“Os anjos de Deus” foi o tema da reflexão de Dom Erik Barden, o pregador dos Exercícios Espirituais da Quaresma no Vaticano na manhã desta quinta-feira, 26.
Retomando o Evangelho do último domingo, que narra as tentações sofridas por Jesus no deserto (Mt 4,1-11), o religioso destacou o momento em que o diabo colocou Jesus sobre a parte mais alta do Tempo na Cidade Santa. Lá, o demônio o desafiou a provar que era o Filho de Deus lançando-se para baixo, sob o argumento de que, conforme está escrito no Salmo 90, “Deus dará ordens aos seus anjos a teu respeito, e eles te levarão nas mãos, para que não tropeces em alguma pedra”.
“Somente Deus pode nos convidar a saltar de um pináculo”, observou Dom Barden. “Sua chamada, porém, será: ‘Salta para os meus braços’, e não: ‘Lança-te para baixo’”, acrescentou.
O pregador sublinhou que as intervenções angélicas nem sempre são tranquilizadores, pois os anjos não têm por objetivo satisfazer os caprichos humanos. Na oração do Santo Anjo, atribuída a Reginaldo da Cantuária, pede-se ao anjo da guarda: “nos rege, nos guarde, nos governe e nos ilumine”. São verbos fortes, que frisam que um anjo é, antes de tudo, um guardião da santidade.
Elevar a alma ao céu
A constituição Sacrosanctum Concilium cita um único “canto de louvor”, que ressoa das extremidades da terra até os cumes do céu por meio de uma cadeia pulsante de mediação. “Os anjos são parte essencial dessa cadeia, como afirmamos em cada Prefácio dentro do cânon da Missa”, lembrou o religioso.
Em seus sermões sobre o Salmo 90, São Bernardo de Claraval destacou o papel dos anjos como mediadores da providência de Deus. “A mediação nem sempre é necessária: Deus pode tocar-nos sem mediadores. Contudo, ele se compraz em deixar que suas criaturas sejam canais de graça umas para as outras”, frisou Dom Barden.
O santo francês exortava os fiéis a olharem o que os anjos fazem e realizarem o mesmo, descendo e mostrando misericórdia ao próximo e elevando aos céus os próprios desejos. “Todos os desejos humanos naturais, inclusive os carnais, são atraídos para seu cumprimento em Deus e, portanto, devem ser orientados para Ele”, comentou o pregador.

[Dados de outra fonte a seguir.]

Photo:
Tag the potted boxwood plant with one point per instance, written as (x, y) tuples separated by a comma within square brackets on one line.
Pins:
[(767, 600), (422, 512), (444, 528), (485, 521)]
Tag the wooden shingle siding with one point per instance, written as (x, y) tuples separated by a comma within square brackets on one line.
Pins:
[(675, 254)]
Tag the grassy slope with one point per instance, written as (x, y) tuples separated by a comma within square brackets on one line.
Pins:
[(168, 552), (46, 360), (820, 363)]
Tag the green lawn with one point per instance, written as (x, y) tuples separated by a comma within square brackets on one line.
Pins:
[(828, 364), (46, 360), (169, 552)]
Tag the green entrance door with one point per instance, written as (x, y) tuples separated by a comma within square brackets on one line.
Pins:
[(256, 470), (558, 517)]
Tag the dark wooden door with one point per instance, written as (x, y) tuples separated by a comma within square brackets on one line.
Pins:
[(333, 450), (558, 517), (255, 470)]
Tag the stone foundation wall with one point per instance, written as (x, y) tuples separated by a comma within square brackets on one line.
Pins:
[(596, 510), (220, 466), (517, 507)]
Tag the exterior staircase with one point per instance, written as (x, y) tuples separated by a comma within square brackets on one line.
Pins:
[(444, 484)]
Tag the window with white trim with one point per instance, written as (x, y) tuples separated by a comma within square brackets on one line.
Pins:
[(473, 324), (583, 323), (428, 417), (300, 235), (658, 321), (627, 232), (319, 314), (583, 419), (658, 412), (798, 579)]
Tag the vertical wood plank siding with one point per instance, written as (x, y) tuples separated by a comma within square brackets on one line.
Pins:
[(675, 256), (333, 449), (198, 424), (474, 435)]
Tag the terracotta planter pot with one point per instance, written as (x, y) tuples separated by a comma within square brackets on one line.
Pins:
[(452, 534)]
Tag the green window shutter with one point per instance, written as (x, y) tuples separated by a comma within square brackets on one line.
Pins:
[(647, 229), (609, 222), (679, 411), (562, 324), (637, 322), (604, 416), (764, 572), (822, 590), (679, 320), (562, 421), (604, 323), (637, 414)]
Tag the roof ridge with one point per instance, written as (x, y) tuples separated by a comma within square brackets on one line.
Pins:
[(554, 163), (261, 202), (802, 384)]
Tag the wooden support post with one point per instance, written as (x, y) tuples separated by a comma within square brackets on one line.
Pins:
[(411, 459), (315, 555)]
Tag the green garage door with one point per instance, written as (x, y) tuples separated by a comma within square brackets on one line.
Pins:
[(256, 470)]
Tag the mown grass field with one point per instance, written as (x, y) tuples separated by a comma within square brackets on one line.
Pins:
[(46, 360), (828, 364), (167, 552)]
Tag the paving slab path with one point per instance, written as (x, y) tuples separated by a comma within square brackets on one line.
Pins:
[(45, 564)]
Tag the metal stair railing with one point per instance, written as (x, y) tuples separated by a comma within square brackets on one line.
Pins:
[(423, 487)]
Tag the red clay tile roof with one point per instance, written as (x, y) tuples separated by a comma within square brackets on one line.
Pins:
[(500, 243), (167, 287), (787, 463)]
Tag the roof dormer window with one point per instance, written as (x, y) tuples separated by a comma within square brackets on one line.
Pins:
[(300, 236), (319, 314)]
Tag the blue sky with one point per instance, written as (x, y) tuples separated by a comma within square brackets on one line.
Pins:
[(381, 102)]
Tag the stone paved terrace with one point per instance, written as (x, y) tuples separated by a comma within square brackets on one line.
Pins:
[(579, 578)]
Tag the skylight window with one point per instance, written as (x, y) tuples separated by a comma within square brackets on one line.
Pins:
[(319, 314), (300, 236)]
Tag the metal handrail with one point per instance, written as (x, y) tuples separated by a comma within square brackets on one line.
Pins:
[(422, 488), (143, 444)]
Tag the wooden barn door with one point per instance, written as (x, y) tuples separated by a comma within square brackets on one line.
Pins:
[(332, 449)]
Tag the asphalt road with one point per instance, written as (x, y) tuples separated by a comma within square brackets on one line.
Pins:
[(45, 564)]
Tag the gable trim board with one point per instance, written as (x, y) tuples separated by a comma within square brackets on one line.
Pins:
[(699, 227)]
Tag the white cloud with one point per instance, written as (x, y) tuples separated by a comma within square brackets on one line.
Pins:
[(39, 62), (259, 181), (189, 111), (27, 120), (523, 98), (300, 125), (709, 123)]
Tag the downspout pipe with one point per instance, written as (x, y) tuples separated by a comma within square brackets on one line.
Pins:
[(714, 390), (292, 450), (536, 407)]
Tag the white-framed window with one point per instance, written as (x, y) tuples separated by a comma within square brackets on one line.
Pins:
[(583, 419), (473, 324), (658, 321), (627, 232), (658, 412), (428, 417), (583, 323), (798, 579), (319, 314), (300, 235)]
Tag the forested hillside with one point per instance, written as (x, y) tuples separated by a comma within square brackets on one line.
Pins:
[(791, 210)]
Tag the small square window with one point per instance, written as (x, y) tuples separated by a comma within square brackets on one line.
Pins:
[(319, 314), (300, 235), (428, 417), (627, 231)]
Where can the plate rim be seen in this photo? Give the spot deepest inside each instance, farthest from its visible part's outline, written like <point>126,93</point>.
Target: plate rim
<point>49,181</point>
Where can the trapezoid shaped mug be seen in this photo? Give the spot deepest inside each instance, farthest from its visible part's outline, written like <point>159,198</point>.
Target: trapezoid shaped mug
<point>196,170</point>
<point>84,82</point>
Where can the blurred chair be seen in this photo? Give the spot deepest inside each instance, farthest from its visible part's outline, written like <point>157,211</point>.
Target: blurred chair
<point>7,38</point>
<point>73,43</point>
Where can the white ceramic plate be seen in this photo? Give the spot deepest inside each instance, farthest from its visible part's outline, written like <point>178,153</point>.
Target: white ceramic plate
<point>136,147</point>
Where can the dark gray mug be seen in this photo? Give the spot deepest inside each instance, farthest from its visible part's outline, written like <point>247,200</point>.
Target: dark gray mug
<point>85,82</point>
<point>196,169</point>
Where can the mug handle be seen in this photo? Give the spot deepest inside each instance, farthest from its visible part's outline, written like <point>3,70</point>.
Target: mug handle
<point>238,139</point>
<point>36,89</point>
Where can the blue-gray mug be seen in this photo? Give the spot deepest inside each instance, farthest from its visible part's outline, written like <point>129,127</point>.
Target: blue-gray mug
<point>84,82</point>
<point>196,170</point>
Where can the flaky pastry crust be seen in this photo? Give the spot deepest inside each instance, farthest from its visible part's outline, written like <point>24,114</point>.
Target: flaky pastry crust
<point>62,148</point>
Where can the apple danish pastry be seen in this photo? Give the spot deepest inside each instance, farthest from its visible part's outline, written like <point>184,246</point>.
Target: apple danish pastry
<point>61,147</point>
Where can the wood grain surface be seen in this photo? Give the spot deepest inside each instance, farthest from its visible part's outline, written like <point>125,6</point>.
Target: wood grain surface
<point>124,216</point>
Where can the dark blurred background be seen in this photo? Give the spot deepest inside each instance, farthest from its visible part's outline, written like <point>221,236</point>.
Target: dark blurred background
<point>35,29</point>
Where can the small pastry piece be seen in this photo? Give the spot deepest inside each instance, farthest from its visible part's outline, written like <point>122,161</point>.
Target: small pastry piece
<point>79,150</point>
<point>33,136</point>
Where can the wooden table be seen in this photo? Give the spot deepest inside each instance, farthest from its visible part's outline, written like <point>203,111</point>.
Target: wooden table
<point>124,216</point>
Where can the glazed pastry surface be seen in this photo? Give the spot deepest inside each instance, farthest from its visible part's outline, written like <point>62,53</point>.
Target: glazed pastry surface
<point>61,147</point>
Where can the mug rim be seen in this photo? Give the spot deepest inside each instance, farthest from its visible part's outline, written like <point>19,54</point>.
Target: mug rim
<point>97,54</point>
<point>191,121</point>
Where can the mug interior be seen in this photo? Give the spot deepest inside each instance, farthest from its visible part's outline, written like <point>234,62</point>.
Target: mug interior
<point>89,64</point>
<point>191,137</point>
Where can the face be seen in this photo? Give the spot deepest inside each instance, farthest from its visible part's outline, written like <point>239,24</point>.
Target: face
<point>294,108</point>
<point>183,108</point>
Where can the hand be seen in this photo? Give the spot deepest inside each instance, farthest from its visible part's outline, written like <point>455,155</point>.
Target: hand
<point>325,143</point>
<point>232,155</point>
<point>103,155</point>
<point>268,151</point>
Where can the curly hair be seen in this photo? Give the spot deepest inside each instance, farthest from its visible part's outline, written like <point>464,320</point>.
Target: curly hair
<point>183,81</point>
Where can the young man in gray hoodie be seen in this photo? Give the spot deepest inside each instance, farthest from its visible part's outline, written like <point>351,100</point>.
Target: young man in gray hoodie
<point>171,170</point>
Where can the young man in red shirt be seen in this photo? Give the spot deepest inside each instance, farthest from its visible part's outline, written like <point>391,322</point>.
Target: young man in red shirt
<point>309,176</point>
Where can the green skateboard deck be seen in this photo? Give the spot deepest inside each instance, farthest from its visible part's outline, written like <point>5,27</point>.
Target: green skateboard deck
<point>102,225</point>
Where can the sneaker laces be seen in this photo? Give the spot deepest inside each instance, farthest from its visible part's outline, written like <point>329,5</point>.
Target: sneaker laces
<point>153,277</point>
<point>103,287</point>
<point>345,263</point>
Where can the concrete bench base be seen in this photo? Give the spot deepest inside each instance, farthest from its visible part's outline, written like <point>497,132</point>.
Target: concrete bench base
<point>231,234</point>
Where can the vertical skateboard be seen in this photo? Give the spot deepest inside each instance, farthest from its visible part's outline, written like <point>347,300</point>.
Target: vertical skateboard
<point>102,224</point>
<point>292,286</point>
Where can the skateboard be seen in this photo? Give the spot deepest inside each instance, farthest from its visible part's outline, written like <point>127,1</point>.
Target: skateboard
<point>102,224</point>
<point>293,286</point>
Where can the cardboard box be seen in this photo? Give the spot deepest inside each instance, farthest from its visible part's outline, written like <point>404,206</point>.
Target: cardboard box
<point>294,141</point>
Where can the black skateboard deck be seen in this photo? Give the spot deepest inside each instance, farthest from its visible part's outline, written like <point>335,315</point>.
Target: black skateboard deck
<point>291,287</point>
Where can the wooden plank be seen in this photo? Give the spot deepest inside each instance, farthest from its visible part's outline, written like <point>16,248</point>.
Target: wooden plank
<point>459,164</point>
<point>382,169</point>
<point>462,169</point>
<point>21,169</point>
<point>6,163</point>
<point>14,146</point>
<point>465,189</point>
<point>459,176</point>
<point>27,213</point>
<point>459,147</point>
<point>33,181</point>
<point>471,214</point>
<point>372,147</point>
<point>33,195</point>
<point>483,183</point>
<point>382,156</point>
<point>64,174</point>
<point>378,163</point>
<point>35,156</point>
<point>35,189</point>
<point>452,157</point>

Ele mencionou ainda que o último e mais decisivo ato de caridade dos anjos acontece na hora da morte, quando conduzem os homens através do véu deste mundo para a eternidade. “Toda ficção cairá nessa hora: a retórica desaparecerá, apenas a verdade permanecerá, em plena consonância com a misericórdia”, descreveu o religioso.
São John Henry Newman
Dom Barden também fez uma referência a São John Henry Newman, que refletia muito sobre os anjos e concebia o ministério sacerdotal como angélico. “O sacerdote está em casa neste mundo, não tem medo de entrar nos bosques escuros à procura dos perdidos. Ao mesmo tempo, mantém os olhos da mente erguidos para o rosto do Pai, deixando que seu esplendor ilumine toda a realidade presente. A iluminação é sempre dupla: intelectual e essencial, sacramental e pedagógica”, comentou.
O recém-proclamado Doutor da Igreja pede ainda que o professor seja redescoberto como iluminador angélico. Enquanto jovens, adolescentes e crianças desejam encontrar mestres dignos de confiança, os educadores vivem o desafio de instruir enquanto essa tarefa hoje é desempenhada também pelos meios digitais. “Um encontro angélico é pessoal”, concluiu o pregador, “não pode ser substituído por um download ou por um chatbot”.